From Probabilities to Cost — Monte Carlo Simulation
Failure probabilities answer "how likely?". Owners and dealers also need "how much?". To convert individual probabilities into a distribution of total expected repair cost, we run a Monte Carlo simulation of 10,000 iterations for each trim × mileage. In each iteration, and for every potential failure, we draw two random values: first, does the failure occur? — a draw against that component's calibrated probability; second, if it occurs, what does it cost? — a draw from that component's cost distribution.
The total cost for the iteration is the sum of all failures that occurred. After 10,000 iterations, we obtain a complete probability distribution of total repair cost, from which we report the expected value together with 75% and 95% confidence ranges. Repair costs follow a log-normal distribution, fitted to pricing data collected per country from both independent repair shops and authorized dealer networks. The log-normal shape reflects observed reality: most repairs sit in a low-to-moderate range, while a smaller number are substantially more expensive.

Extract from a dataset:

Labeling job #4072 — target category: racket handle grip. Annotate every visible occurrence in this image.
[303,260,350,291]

The same repair might cost US$300 at an independent garage and US$900 at a manufacturer's network — which is exactly why we report probabilistic ranges rather than a single quote.
Limitations and What the Model Does Not Do
We are deliberately explicit about the boundaries of these estimates.
First, we do not predict VIN-specific breakdown. Our objective is to quantify risk exposure, not to forecast a particular failure.
Second, individual maintenance history is not modeled. A meticulously maintained vehicle will generally outperform our estimate; a neglected one will underperform it. The report reflects the expected behavior of an average vehicle in its category.
Third, minor and silent failures are underrepresented. Small or non-disruptive issues are less likely to be reported and may be undercounted. We continuously expand our failure reference database to reduce this gap.
Fourth, residual bias may remain. Our corrections target the largest and best-understood biases in owner-reported data, calibrated against independent references. They reduce, but cannot fully eliminate, every source of distortion. Where independent reference data is thin for a given market or model, residual bias is correspondingly harder to remove.
PSM Pal is a living model. Its estimates improve as new data is collected, new markets are integrated, and calibration references are updated. Every report you explore is built on the same pipeline described here — transparent, reproducible, and continuously refined. We invite you to explore the data, compare trims, and form your own informed judgment.